In relation to cartridges, Alcan produces this material in Göttingen, Germany and
Pechiney in Saumur, France. Alcan offered to sell either its own or Pechiney’s
cartridge plant. The proposed sale seems to eliminate the competitive overlap and
restore the status quo ante prevailing before the merger. However, the Commission
pointed out that the undertaking was not firm, but remained vague and ambiguous as
to the specific plant that will be finally sold.
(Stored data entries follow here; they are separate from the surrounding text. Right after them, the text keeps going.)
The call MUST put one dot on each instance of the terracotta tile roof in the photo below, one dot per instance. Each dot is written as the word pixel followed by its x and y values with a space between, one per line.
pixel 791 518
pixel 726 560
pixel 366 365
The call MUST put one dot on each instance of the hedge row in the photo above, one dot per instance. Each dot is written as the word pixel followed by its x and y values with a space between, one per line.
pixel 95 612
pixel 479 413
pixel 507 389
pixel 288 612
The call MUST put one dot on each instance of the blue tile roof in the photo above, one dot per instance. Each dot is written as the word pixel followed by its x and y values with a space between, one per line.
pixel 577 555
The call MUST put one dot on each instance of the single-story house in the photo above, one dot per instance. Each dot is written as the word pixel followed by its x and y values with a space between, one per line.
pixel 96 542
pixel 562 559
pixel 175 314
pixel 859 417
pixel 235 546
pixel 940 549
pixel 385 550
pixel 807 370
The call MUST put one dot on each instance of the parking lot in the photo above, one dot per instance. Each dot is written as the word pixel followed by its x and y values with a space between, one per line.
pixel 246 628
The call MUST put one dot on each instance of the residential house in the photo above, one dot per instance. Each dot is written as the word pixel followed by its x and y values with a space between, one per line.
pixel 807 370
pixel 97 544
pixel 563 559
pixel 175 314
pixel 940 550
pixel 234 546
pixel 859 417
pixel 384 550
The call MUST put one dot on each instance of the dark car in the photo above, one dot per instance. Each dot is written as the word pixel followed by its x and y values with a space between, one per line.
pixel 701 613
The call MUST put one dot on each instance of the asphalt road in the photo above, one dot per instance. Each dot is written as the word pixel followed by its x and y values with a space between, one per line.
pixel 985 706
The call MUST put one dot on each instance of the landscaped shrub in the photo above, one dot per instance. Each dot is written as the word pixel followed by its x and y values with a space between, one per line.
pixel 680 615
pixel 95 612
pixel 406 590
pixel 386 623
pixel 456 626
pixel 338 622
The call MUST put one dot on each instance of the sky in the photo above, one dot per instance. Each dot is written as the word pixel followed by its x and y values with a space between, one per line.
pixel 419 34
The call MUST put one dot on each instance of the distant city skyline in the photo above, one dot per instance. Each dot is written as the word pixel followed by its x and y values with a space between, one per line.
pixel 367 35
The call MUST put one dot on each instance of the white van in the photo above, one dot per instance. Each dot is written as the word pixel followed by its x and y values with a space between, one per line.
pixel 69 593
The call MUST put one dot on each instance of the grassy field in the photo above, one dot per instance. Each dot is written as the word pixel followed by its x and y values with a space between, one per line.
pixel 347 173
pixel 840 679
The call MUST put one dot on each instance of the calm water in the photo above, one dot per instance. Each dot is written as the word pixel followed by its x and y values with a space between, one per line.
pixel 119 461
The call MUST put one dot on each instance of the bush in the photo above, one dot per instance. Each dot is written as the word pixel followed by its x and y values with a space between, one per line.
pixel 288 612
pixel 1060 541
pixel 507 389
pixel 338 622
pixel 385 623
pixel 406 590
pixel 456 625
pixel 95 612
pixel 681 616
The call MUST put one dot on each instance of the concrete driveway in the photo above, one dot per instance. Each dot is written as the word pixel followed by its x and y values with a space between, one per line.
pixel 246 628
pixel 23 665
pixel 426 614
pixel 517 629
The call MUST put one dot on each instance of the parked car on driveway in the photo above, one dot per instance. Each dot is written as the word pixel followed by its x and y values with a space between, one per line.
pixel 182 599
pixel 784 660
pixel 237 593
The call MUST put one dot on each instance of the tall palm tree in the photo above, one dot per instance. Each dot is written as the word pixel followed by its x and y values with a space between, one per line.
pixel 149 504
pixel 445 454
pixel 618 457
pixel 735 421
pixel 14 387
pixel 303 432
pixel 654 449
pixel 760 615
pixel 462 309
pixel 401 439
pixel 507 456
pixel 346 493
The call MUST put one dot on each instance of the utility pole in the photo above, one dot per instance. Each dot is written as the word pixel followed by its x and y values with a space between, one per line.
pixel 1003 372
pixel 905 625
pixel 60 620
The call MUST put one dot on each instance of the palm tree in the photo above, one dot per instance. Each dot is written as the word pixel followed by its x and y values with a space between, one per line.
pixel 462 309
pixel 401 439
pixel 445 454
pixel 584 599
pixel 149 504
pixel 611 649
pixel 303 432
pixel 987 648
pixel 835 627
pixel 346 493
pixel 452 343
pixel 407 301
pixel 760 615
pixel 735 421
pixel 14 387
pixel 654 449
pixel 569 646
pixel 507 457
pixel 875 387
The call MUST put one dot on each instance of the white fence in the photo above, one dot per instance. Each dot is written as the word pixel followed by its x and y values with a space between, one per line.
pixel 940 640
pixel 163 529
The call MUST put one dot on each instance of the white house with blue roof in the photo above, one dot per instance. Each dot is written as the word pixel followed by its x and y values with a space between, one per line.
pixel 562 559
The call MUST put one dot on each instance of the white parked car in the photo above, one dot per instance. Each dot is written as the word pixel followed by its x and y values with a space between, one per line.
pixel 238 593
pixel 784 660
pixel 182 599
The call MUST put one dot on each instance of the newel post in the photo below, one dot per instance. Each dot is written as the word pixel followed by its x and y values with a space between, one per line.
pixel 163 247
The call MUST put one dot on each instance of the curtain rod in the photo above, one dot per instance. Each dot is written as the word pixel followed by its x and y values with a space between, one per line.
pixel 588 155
Finally, in relation to cheese foil, Alcan proposed to grant a licence to a third party in
respect of its technology used in the lacquering of aluminium foil for wrapping
processed cheese or to sell a line that is capable of lacquering aluminium foil for
wrapping processed cheese together with a licence of the technology used in
respect of the relevant line. In addition, Alcan proposed to offer a supply contract for
the lacquered foil to ensure that the licensed competitor will be fully operational
before the supply agreement expires.
The Commission considered that the proposed undertaking were not sufficient to
remove the competition problem identified. The undertaking is vague as to whose
party’s technology or production line will be divested. Furthermore, the transfer of
technology, short of the transfer of a manufacturing site, would not be sufficient to
enable a third party acquirer to generate a production capacity equivalent to the
amount of the overlap. Therefore, the overlap of activities would remain in place.
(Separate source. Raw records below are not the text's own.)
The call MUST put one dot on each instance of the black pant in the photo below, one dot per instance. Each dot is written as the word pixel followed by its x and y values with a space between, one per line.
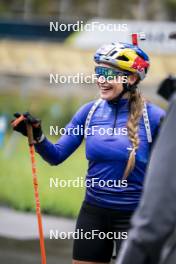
pixel 108 223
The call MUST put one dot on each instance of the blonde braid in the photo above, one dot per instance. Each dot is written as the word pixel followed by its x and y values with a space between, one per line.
pixel 135 109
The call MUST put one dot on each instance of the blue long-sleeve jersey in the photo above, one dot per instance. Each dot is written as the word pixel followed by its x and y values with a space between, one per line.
pixel 107 152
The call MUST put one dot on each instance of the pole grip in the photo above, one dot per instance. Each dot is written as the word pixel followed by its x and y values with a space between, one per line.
pixel 30 134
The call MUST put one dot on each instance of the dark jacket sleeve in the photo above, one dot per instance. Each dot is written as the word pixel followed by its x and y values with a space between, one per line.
pixel 155 218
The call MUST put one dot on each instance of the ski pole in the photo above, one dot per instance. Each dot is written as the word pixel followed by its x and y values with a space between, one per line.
pixel 35 184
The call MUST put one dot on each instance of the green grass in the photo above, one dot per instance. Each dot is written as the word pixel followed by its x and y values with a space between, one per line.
pixel 16 189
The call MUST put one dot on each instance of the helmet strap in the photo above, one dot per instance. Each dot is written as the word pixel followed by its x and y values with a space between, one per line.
pixel 126 88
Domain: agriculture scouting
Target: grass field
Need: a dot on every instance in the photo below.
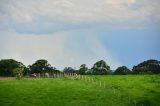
(54, 92)
(145, 89)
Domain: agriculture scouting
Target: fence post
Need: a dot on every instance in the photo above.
(100, 84)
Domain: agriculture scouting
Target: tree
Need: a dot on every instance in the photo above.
(82, 70)
(123, 70)
(8, 65)
(149, 66)
(101, 67)
(41, 66)
(69, 70)
(18, 72)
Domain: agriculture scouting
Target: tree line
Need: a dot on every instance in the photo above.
(11, 67)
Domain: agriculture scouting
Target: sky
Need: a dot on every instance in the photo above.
(69, 33)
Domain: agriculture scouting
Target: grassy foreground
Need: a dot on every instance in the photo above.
(145, 89)
(55, 92)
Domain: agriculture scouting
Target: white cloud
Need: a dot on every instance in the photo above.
(60, 49)
(31, 15)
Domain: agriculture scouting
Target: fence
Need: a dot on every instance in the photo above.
(90, 80)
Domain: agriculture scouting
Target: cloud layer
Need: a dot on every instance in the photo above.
(48, 16)
(60, 49)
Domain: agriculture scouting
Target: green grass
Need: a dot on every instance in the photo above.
(55, 92)
(145, 89)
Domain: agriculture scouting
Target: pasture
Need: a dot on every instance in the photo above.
(144, 89)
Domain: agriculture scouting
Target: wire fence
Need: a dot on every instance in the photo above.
(90, 80)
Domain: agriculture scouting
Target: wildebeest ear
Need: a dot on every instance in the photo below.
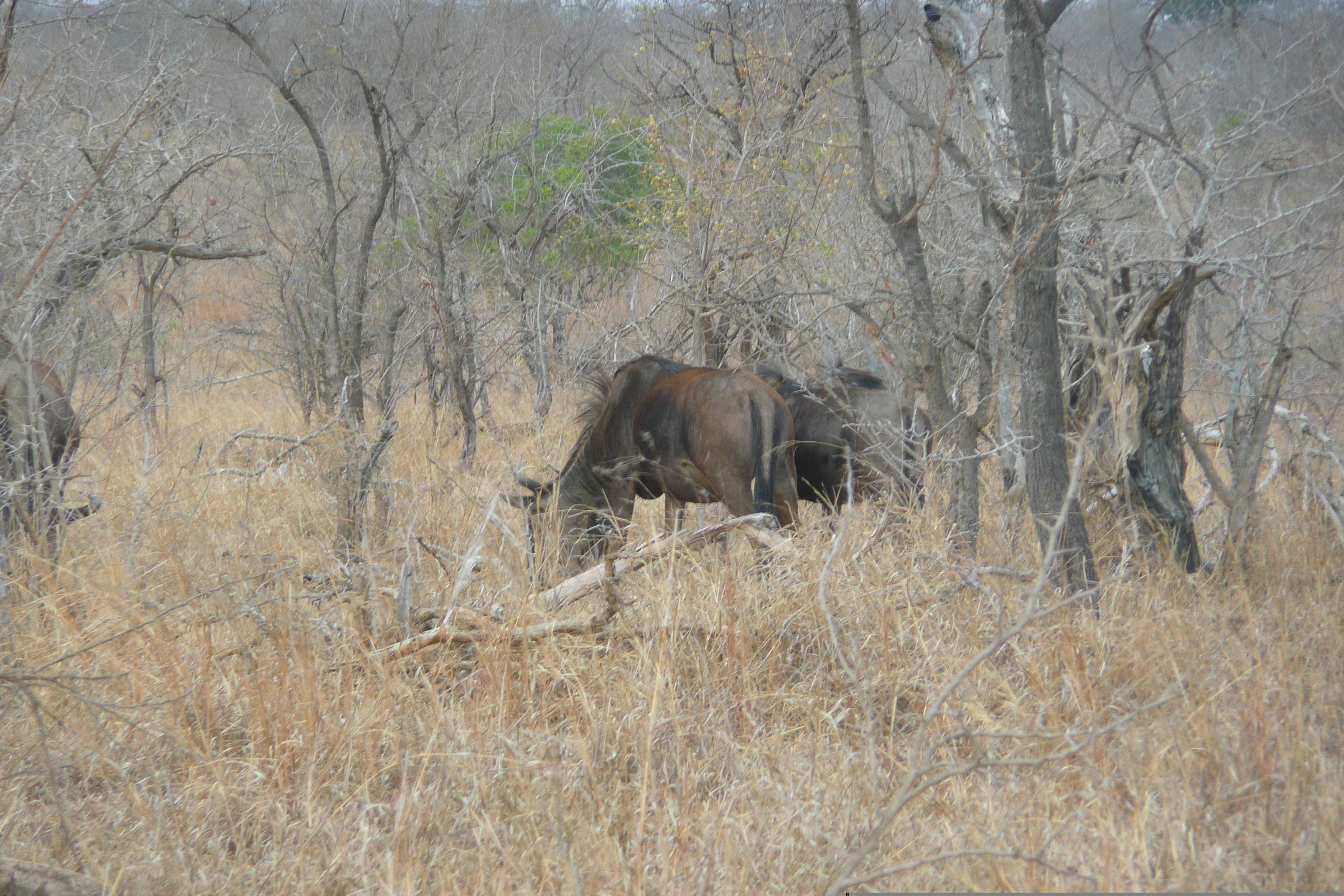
(527, 483)
(619, 469)
(773, 377)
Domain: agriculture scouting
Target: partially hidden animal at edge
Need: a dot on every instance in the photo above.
(662, 429)
(39, 436)
(847, 418)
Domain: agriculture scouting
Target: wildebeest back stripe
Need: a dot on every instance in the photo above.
(763, 489)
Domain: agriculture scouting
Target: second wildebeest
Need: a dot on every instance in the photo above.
(658, 428)
(851, 417)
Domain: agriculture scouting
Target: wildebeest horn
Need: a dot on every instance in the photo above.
(527, 483)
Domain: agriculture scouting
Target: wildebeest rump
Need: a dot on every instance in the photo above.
(39, 436)
(658, 428)
(853, 414)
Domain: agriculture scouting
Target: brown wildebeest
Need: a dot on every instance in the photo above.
(657, 428)
(39, 436)
(853, 414)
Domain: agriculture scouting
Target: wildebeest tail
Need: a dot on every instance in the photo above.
(765, 449)
(763, 468)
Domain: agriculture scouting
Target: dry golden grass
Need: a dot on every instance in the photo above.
(226, 738)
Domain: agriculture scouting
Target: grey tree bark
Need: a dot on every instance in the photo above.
(1035, 253)
(962, 418)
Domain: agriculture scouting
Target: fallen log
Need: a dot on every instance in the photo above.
(754, 526)
(30, 879)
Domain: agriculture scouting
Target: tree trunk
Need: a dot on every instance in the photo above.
(901, 215)
(1035, 252)
(1158, 467)
(148, 346)
(461, 364)
(387, 352)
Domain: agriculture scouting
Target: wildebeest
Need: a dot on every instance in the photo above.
(39, 436)
(853, 414)
(658, 428)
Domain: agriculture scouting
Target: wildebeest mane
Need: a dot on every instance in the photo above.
(598, 384)
(854, 378)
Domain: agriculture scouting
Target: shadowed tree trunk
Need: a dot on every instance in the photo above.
(960, 418)
(1035, 253)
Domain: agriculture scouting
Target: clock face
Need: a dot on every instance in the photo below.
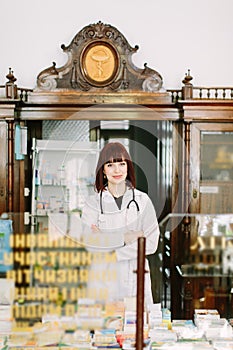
(99, 63)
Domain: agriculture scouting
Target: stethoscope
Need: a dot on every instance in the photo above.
(133, 200)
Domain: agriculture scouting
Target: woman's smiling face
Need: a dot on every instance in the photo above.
(116, 172)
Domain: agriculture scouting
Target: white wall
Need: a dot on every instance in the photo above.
(173, 36)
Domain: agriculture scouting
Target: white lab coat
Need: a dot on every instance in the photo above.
(120, 282)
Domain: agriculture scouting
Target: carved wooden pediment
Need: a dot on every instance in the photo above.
(99, 59)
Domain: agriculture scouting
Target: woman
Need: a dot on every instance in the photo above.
(118, 208)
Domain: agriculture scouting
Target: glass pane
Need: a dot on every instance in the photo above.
(217, 156)
(216, 172)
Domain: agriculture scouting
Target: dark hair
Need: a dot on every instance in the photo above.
(113, 152)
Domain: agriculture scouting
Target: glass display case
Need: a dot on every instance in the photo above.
(201, 278)
(211, 157)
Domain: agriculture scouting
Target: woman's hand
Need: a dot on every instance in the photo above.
(131, 236)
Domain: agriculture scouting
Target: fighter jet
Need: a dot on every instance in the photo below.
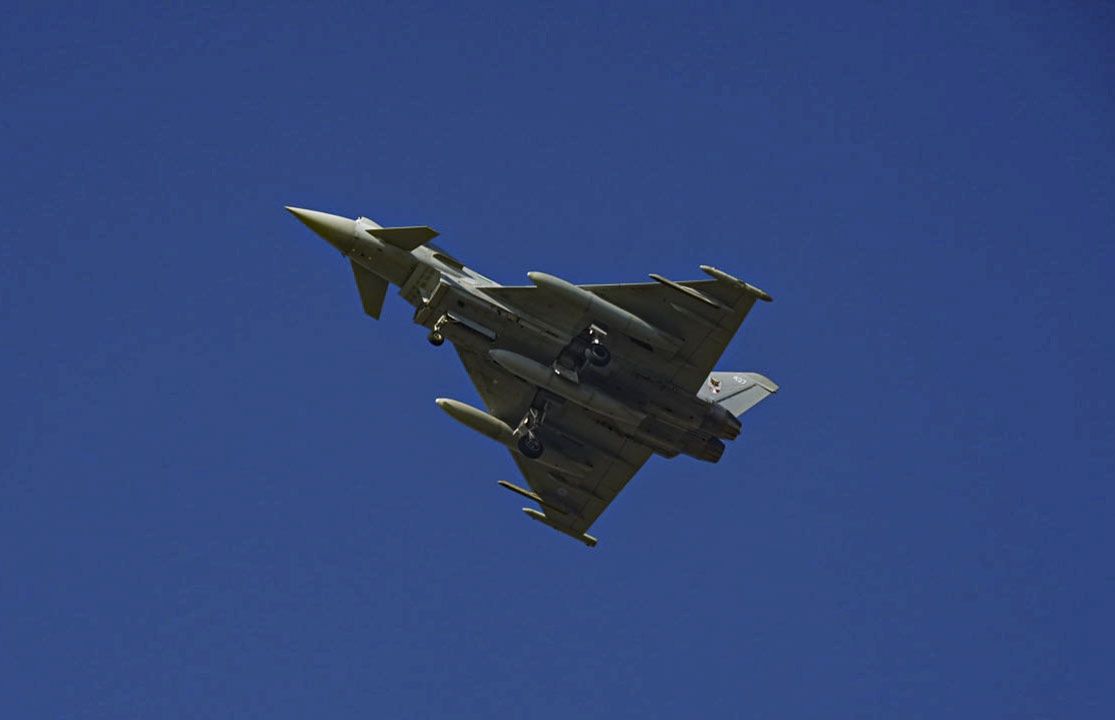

Moreover, it is doubtful whether such a third party acquirer would be able to swiftly
integrate and assimilate the transferred technology within its business in the short to
medium term. A possible delay would make the third party acquirer non competitive
in this market while the dominant position of the parties would remain. Furthermore,
a third party acquirer might not be able to adapt its research and development efforts
on the transferred technology so as to fully exploit the benefits of such technology in
the future. Overall, a mere transfer of technology would not enable the new acquirer
to establish itself in the market and get the necessary approvals and accreditation
from customers so as to become a viable and independent competitor of APA.
The same considerations apply to the alternative proposal to sell a line capable of
lacquering aluminium foil for wrapping processed cheese together with a licence of
the technology. The proposed solution would not eliminate the overlap. The merged
firm would keep its current business, including customer contracts and
accreditations. The mere sale of a production line also posed the problem of
accreditation with customers. The Commission gathered evidence of cases where
the established suppliers of cheese foils were discredited by customers because of
the simple fact that they moved some of their production from one site to another.
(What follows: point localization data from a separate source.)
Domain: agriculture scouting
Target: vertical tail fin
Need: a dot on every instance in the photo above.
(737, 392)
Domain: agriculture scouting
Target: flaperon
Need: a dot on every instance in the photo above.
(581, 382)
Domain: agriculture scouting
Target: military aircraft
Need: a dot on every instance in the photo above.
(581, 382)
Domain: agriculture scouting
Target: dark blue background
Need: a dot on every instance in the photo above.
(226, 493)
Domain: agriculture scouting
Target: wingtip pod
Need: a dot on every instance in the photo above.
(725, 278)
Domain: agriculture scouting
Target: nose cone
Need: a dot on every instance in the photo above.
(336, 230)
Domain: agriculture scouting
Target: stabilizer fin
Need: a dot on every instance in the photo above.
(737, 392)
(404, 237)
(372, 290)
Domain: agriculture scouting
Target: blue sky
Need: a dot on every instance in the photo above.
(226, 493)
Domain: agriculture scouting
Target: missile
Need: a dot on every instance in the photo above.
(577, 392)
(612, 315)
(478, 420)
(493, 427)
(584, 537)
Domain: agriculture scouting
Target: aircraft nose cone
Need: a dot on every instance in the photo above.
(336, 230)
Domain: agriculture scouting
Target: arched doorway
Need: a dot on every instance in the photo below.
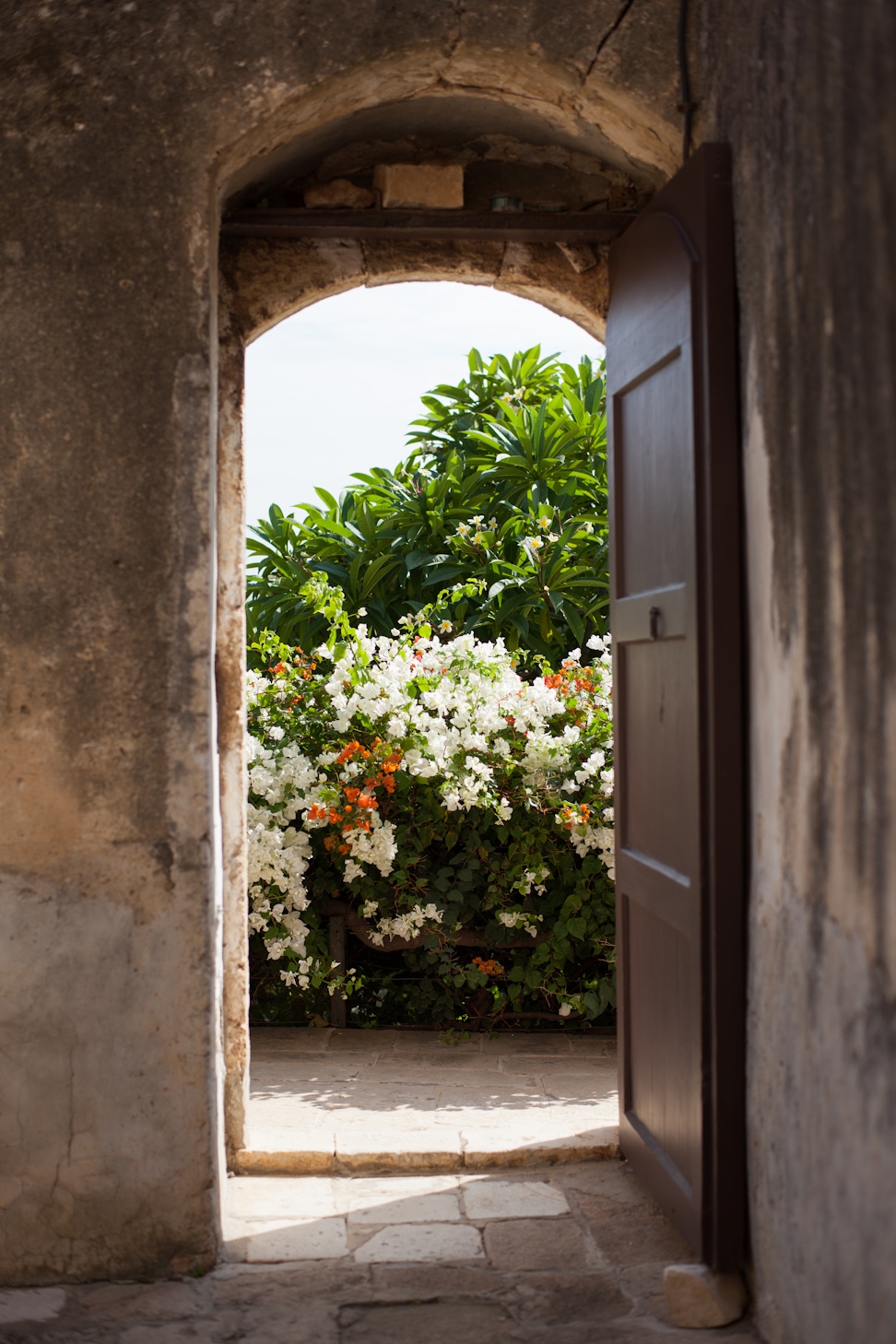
(269, 270)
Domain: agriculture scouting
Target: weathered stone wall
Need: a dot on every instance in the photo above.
(807, 93)
(124, 126)
(124, 129)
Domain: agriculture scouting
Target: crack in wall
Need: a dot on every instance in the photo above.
(607, 35)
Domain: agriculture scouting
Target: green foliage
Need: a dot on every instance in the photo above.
(504, 486)
(363, 786)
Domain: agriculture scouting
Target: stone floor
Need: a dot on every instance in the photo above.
(566, 1255)
(341, 1101)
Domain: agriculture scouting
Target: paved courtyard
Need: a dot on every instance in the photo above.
(398, 1190)
(338, 1101)
(564, 1255)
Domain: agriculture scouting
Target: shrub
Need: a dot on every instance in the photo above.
(450, 806)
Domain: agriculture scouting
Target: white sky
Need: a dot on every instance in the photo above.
(334, 389)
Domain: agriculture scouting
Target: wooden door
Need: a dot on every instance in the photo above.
(676, 604)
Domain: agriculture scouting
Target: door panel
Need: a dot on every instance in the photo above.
(678, 692)
(654, 486)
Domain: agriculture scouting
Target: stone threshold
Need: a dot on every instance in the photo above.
(322, 1161)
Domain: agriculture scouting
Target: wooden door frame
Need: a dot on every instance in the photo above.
(699, 199)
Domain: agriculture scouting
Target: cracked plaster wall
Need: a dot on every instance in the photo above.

This resulted in poorer quality product and to the removal of the accreditation by
customers. It is, therefore, doubtful whether a third party acquirer would be able to
produce and commercialise a marketable product so as to challenge the dominant
position of the merged firm. Finally, Alcan did not propose the transfer of customer
contracts and accompanying non-competition and non-solicitation clauses.
Therefore, the Commission considered that the proposed undertaking was not
sufficient to prevent the creation of a dominant position.